Board of Elections Wants Electoral Candidates Who Work For Government To Take 60-Day Leave Prior to Elections

  • Janeka Simon
  • September 28, 2023


The V.I. Board of Elections supports legislation that will be presented in the Senate today which aims to tweak the rules surrounding a government employee’s potential run for political office. 

Board members heard from Elections Supervisor Caroline Fawkes, who said that her management team met to discuss Bill 35-0032, and generally supported the measure. However, they came up with some recommended amendments which she presented first to the board for approval before approaching the Legislature. 

Because federal legislation requires states to send absentee ballots to certain voters at least 45 days before an election, “the voting process begins way before early voting” officially begins, Ms. Fawkes argued. “We will not support candidates on the job while this voting process has begun,” she declared. Therefore, instead of candidates employed in the public sector being required to take leave at the start of the official early voting period, the Elections System recommended that this requirement take effect 60 days prior to the start of early voting. “This has been a discussion for the last four years,” Ms. Fawkes reminded board members. 
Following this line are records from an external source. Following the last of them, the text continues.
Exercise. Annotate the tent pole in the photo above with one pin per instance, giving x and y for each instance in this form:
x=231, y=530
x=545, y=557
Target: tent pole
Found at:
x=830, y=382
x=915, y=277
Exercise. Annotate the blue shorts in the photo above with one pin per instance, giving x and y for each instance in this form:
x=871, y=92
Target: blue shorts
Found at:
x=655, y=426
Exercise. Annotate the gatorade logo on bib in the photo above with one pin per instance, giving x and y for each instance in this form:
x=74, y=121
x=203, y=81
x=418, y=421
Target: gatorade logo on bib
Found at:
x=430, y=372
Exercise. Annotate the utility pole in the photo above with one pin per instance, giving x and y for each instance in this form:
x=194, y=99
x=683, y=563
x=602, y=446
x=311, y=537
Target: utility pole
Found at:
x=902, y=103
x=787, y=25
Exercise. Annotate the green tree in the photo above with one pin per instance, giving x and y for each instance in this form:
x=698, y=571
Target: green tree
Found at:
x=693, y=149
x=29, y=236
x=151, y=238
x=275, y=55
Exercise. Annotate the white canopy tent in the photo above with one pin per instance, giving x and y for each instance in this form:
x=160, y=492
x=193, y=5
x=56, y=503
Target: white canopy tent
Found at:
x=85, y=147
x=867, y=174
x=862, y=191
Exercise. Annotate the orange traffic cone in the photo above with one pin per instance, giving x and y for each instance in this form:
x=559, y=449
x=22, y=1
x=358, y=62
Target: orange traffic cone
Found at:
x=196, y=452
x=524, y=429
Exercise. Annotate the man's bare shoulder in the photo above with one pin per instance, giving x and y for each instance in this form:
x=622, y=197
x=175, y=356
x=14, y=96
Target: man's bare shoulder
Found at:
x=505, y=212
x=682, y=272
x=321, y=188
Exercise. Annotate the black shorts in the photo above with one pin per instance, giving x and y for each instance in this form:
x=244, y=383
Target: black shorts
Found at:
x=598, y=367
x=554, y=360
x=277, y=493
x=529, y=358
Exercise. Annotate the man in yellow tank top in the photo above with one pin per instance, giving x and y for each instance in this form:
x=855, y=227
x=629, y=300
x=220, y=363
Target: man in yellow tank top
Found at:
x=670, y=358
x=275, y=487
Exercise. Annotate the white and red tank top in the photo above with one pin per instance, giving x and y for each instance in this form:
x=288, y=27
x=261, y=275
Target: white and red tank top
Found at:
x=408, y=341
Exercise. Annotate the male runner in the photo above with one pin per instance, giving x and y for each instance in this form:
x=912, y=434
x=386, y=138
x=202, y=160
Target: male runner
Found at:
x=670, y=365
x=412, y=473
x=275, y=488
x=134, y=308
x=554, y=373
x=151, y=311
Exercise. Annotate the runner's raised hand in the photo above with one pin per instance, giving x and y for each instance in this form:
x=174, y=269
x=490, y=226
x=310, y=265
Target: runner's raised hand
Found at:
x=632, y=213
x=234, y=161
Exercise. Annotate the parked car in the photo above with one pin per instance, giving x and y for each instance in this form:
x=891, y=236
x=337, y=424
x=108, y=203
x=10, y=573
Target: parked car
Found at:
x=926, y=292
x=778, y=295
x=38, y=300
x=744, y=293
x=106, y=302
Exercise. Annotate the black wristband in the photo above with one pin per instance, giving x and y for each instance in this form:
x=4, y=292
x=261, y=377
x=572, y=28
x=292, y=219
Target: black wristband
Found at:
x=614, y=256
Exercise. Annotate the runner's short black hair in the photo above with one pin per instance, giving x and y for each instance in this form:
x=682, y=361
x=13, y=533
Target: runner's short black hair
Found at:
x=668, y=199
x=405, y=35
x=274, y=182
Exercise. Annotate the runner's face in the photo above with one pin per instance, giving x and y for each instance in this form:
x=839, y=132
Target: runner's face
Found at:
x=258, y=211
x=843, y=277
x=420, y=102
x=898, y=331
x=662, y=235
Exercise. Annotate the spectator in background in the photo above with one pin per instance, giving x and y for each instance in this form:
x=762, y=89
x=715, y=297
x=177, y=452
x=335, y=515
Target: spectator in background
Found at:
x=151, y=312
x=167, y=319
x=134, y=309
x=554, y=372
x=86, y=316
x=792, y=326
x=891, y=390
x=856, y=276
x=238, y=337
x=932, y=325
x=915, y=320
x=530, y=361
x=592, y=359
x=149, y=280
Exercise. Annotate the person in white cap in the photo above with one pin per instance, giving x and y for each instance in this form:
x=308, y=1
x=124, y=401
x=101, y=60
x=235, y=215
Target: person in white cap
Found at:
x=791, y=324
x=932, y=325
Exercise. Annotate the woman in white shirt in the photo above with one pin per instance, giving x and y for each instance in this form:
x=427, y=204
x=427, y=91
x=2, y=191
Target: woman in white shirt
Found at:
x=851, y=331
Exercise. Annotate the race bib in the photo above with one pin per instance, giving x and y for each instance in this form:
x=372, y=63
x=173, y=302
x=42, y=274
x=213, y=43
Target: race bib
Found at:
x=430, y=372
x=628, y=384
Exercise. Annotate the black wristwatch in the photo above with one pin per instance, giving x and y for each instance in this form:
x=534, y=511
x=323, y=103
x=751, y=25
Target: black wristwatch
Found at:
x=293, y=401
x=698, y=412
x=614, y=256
Federal employees, however, or local government employees who work in connection with federally-funded programs, must resign their posts altogether if they wish to run for office. Ms. Fawkes explained that federally-funded positions are subject to the strictures of the Hatch Act., a 1939 law passed “to ensure that federal employees advance based on merit and not based on political affiliation,” said Ms. Fawkes, as well as protecting them from “political coercion” while on the job. 

The second recommended amendment discussed would add additional layers of oversight to a clause which proposes enforced leave for a government employee whose ability to perform their duties without the interference of politics is being compromised by their candidacy. Ms. Fawkes said that her team’s tweak would require the employee’s supervisor to submit a petition to the Public Employees Relations Board (PERB) on the matter, including a notarized statement “detailing the reasons for a disciplinary action.” The employee in question would then have the opportunity to submit their own sworn statement to the PERB in response. A decision within three days would be publicized if favorable to the employee. A finding against the employee would have disciplinary repercussions including a 60-day no-pay suspension, a fine, or termination. 

While generally supportive of the draft legislation, board members expressed differing opinions of the proffered amendments. Board member Raymond Williams said that the inclusion of the PERB in the disciplinary process governing employees whose candidacy impacts their job performance would be “overreach” and an “overstep.” The proposed measure as written, where the supervisor of the employee in question makes the determination, is sufficient, he argued. Additionally, he does not believe that the PERB would be the appropriate agency to perform that role. “I think we just need to stick with what is spoken to,” he said. Kareem Francis agreed, saying that managers and employees should both be aware of when an employee’s candidacy begins to impinge on the performance of their duties. 

Member Lydia Hendricks supported the inclusion of a neutral third-party in the decision-making process, albeit not necessarily the PERB. However, Harriet Mercer agreed with Mr. Williams and Francis, in that the legislation as currently drafted was best. Apart from her reluctance to enforce any leave requirements unless a violation of the candidacy rules has been proven, she said that the 60-day leave-taking period was “too predatory.” Florine Hassell concurred, saying that the 60-day timeframe was too restrictive. “I think right before the primary election is good, because when I think of it the private sector doesn’t have all of this restriction like the government does.” Although private sector entities do not work for the public or control public funds, Ms. Hassell opined that the same rules should apply for electoral candidates with government jobs as those working in the corporate sector. 

Board chair Alecia Wells, however, was in favor of keeping the 60-day stipulation. “I know how it’s been with getting the mail out,” she said.

Ultimately, the board voted to approve the change that would now require government employees who become electoral candidates to take leave from their jobs 60 days prior to an election in which they plan to participate.

Elections officials are expected to testify before the Senate Committee on Rules and Judiciary in support of Bill 35-0032, while urging lawmakers to adopt the recommended amendment.